Edits By: April Meredith

 

Black (African-American) History Month is observed annually every February in the United States. This is a humbling yet exciting time to remember the adversities overcome and accomplishments made by people of the African diaspora. We would especially like to recognize the challenges and celebrate the victories of some notable figures with disabilities in the Black community. Their lives tell of flourishment and bloom – uplifting stories that prove no matter the hand you were dealt you can do wonders.

 

  • In 1860 a young man named Tom Wiggins would become the first Black person to perform at the White House for a sitting President. According to “The Ballad of Blind Tom” he was a slave with autism and a visual impairment. He would twitch and rock consistently, but there was more to this young savant. As a toddler, he could mimic any sound and repeat conversations up to ten minutes long verbatim.  His affinity for sound made the harmonies of the piano an infatuation he could not deny.  When Tom played the piano he would no longer rock or twitch.  By the age of six “Blind Tom” played in nearly every affluent Georgia home. Early on his talent was limited to familiar and less complex tunes, but by the time he was sixteen years old, he was able to add more complicated pieces to his melodic reserve.  Tom astounded his audience with his talents. Onlookers explained his amazing talents as a second sight or a gift from the spirits.  Throughout his career, Tom was exploited for his talents and did not reap the benefits of the multimillion-dollar fortune he acquired.  Tom died at the age of sixty from a stroke.  He is honored with a plaque in Columbus, Georgia and another in Brooklyn, New York.
  • Renowned Underground Railroad conductor Harriet Tubman had epilepsy, narcolepsy and migraine headaches.
  • Olympic gold medalist Simone Biles champions the world of gymnastics with ADHD.
  • Curtis Pride is deaf, was a professional baseball player who batted left-handed for six major league teams, and currently coaches college baseball.
  • History.com states that women’s rights activist Fannie Lou Hamer spent much her life fighting for the civil rights of Black people and women but had a severe limp and permanent kidney damage.
  • Actor Danny Glover is a person with epilepsy and dyslexia who helped create the first Department of Black Studies and School of Ethnic Studies in the US at San Francisco State University.
  • The 55th Governor of New York State, David Patterson is legally blind.
  • President Barack Obama had the first Black deaf lawyer on his advisory team.

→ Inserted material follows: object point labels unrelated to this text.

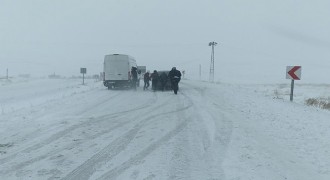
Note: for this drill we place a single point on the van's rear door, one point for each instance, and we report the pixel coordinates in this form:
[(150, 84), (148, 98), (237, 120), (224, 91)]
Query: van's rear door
[(116, 68)]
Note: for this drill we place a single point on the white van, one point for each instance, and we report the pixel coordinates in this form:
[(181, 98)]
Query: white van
[(117, 70)]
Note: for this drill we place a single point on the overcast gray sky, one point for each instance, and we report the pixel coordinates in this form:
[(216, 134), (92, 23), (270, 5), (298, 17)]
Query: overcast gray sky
[(257, 38)]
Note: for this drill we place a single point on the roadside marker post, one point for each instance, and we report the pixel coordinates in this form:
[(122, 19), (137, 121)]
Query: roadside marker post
[(83, 71), (293, 73)]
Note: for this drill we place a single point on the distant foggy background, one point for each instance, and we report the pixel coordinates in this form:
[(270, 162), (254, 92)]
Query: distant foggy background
[(256, 39)]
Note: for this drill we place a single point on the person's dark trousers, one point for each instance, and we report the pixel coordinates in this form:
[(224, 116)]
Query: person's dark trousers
[(163, 86), (146, 85), (154, 85), (134, 81), (175, 86)]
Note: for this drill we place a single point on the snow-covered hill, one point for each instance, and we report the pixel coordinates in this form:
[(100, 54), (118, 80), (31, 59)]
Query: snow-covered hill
[(60, 129)]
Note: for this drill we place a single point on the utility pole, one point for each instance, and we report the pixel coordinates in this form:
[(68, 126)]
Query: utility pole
[(212, 61), (200, 72)]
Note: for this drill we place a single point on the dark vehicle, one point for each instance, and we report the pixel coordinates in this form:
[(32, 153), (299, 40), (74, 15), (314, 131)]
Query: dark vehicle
[(167, 85)]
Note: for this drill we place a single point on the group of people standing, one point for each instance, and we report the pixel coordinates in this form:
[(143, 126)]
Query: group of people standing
[(174, 76)]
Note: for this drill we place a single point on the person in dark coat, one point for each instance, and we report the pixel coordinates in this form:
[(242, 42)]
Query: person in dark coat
[(134, 77), (163, 80), (146, 79), (154, 80), (175, 77)]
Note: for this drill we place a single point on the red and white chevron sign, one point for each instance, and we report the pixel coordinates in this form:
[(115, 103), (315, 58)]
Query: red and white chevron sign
[(293, 72)]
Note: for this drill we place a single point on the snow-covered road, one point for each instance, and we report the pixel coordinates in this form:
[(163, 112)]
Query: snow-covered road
[(59, 129)]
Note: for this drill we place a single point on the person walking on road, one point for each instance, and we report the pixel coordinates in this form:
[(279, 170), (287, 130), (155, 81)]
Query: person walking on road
[(175, 77), (134, 77), (146, 79), (163, 80), (154, 78)]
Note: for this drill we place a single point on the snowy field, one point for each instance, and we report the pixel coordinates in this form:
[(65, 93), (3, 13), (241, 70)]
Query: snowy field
[(61, 129)]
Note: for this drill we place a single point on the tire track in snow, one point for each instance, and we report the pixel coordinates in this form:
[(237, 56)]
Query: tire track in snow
[(215, 106), (138, 158), (88, 168)]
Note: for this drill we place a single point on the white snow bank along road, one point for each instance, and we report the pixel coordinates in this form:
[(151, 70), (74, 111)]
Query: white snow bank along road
[(207, 131)]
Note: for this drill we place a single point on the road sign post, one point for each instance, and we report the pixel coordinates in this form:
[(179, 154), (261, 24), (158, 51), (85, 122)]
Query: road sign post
[(83, 71), (293, 73)]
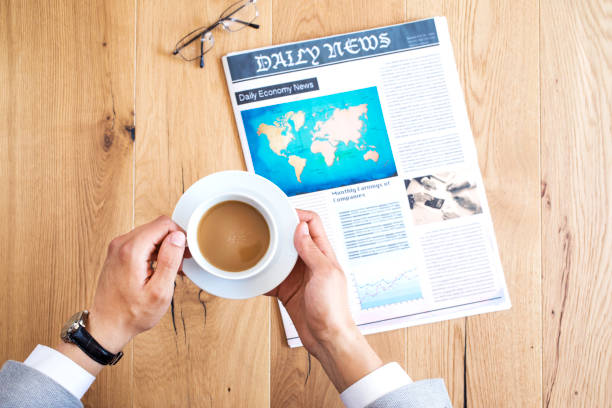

Her name is Claudia Gordon and she continues to advocate for people with disabilities through multiple non-profit and government agencies.
  • Barbara Jordon had multiple sclerosis and became the first black woman from the south to serve in Congress.
  • Adored and admired poet Maya Angelou experienced selective mutism due to the severe abuse and sexual assault she incurred as a child. Angelou spent 5 years in total silence. She used the time to hone her literary craft, in turn empowering peers with mutism to find their own unique voice with as much strength as one who verbally speaks.
  • Johnnie Lacy, a leader in the independent living community who focused on the rights of people of color with disabilities, used a wheelchair. She often spoke of being excluded from the black community for having a disability and for being a woman of color.

 

Many other stories of strong, influential black people with disabilities have been documented throughout American history. Countless black men and women fought for the rights of all people of color. We invite you to research them, acknowledge their efforts, and honor the impact they made in our country. This Black History Month, Empower Tennessee salutes them and continues their work to cultivate a barrier-free, beautifully diverse, all-inclusive society.